Plutôt que de participer à l’économie, on a choisi la grève en CDI ! En vivant sur la ZAD, nous voulons nous organiser collectivement et chercher des moyens de répondre à nos besoins et envies sans devoir être aux ordres d’un patron. En vrai nous continuons à être dans des rapports économiques, à profiter des minima sociaux et ça nous arrive de bosser quand on a besoin d’argent... Mais nous essayons de nous construire et nous définir autrement qu’avec un intitulé de poste. Nous nous battons contre cette société dans laquelle il faut un revenu pour avoir accès à quoi que ce soit, et qui est construite sur cette notion de valeur du travail, celui ci devant être central dans la vie, déterminant la reconnaissance sociale, alors même qu’il y en a de moins en moins (pour des raisons de progrès technologiques, notamment) et que les conditions y sont de moins en moins bonnes.

Nous sentons l’urgence de créer des formes de vie qui sortent des rapports marchands. On peut habiter sur la ZAD sans devoir engraisser un nantis qui possède déjà au moins 2 logements. Le Non-Marché, lancé en 2013, est un endroit où on peut trouver à prix libre* du pain, du fromage, des légumes et d’autres aliments produits sur la zone. Nous voulons nous approprier les outils et savoirs-faire de la production agricole, de la construction mais aussi ceux des soins, la gestion des conflits et des autres domaines de la vie. Dans ce contexte de guerre sociale, ce qu’il se passe à la ZAD peut nourrir des imaginaires et ouvrir le champ des possibles, en ce moment crucial où l’on est plein, à l’intérieur comme à l’extérieur du monde du travail, à critiquer la société et à vouloir changer les choses.

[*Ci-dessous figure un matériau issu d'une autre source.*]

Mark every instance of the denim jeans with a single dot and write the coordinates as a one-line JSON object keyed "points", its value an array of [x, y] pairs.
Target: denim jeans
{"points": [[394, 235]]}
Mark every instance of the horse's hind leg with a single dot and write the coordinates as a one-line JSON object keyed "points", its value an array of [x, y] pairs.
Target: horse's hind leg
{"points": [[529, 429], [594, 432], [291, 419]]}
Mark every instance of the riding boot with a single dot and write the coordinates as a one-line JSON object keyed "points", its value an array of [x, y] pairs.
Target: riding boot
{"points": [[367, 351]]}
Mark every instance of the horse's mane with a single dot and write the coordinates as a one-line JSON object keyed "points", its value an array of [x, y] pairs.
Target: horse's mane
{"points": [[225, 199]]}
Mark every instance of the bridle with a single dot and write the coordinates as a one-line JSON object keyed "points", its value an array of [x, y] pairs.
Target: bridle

Solidarité entre précaires, révoltés, travailleuses et travailleurs du monde entier et avec tou-te-s celleux qui ne travaillent pas, pas encore, pas en ce moment, plus maintenant, jamais...

Quelqu.e.s habitant.e.s de la ZAD

* Le prix libre c’est quand le prix d’une chose est définie par celui qui en a besoin en fonction de ses moyens. Si t’as de la thune tu peux en mettre, si t’en as pas t’en mets pas. En tout cas personne va venir regarder dans la caisse combien tu as mis ou pas mis. Le Non-marché c’est tous les vendredi, de 17 à 18h au Gourbi.